REACTION OF THE N-TERMINAL METHIONINE RESIDUES IN CYANASE WITH DIETHYLPYROCARBONATE

Cyanase is an inducible enzyme in Escherichia coli that catalyzes the reaction of cyanate with bicarbonate to give ammonia and carbon dioxide. The enzyme is a decamer of identical subunits (M(r) = 17 000). Previous studies have shown that modification of either the single cysteine residue or the single histidine residue in each subunit gives an active decameric derivative that dissociates reversibly to inactive dimer derivative, indicating that decameric structure is required for activity and that the SH and imidazole groups are not required for catalytic activity [Anderson, P. M., Korte, J. J., Holcomb, T. A., Cho, Y.-G., Son, C.-M., and Sung, Y.-C. (1994) J. Biol. Chem. 269, 15036-15045]. Here the effects of reaction of the reagent diethylpyrocarbonate (DEPC) with cyanase or mutant cyanases are reported. DEPC reacts stoichiometrically with the histidine residue and at one additional site in each subunit when the enzyme is in the inactive dimer form, preventing reactivation. DEPC reacts stoichiometrically (with the same result on reactivation) at only one site per subunit with the inactive dimer form of cyanase mutants in which the single histidine residue has been replaced by one of several different amino acids by site directed mutagenesis; the site of the reaction was identified as the amino group of the N-terminal methionine. DEPC does not react with the histidine residue of the active decameric form of wild-type cyanase and does not affect activity of the active decameric form of wild-type or mutant cyapases. Reaction with the N-terminal amino group of methionine apparently prevents reactivation of the mutant enzymes by blocking association to decamer.
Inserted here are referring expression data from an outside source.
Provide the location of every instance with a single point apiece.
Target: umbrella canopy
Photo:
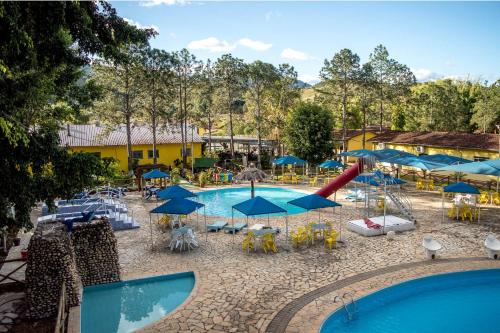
(289, 159)
(331, 164)
(258, 206)
(444, 159)
(178, 206)
(461, 187)
(155, 173)
(491, 167)
(175, 191)
(313, 201)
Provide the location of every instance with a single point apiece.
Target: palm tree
(252, 174)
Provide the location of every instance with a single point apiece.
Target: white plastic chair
(492, 245)
(431, 246)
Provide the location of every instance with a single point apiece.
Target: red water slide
(342, 179)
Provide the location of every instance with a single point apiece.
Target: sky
(435, 39)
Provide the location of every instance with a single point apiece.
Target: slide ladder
(402, 203)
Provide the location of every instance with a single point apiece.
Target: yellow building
(104, 142)
(471, 146)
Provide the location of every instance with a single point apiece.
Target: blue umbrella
(155, 173)
(331, 164)
(175, 191)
However, some reactivation of the wild-type cyanase occurs when the free histidine is regenerated by treatment with hydroxylamine; a possible explanation is that the presence of the histidine residue overcomes the effect of the reaction of DEPC with the N-terminal amino group, which is consistent with previous observations that histidine plays a significant role in stabilizing the decamer and facilitating decamer formation. The rate of reaction of the dimer of cyanase with DEPC is increased 2-3-fold by the presence of 50 mM bicarbonate, suggesting that the substrate bicarbonate can bind to the inactive dimer, but that the binding constant is much higher than for the active decamer.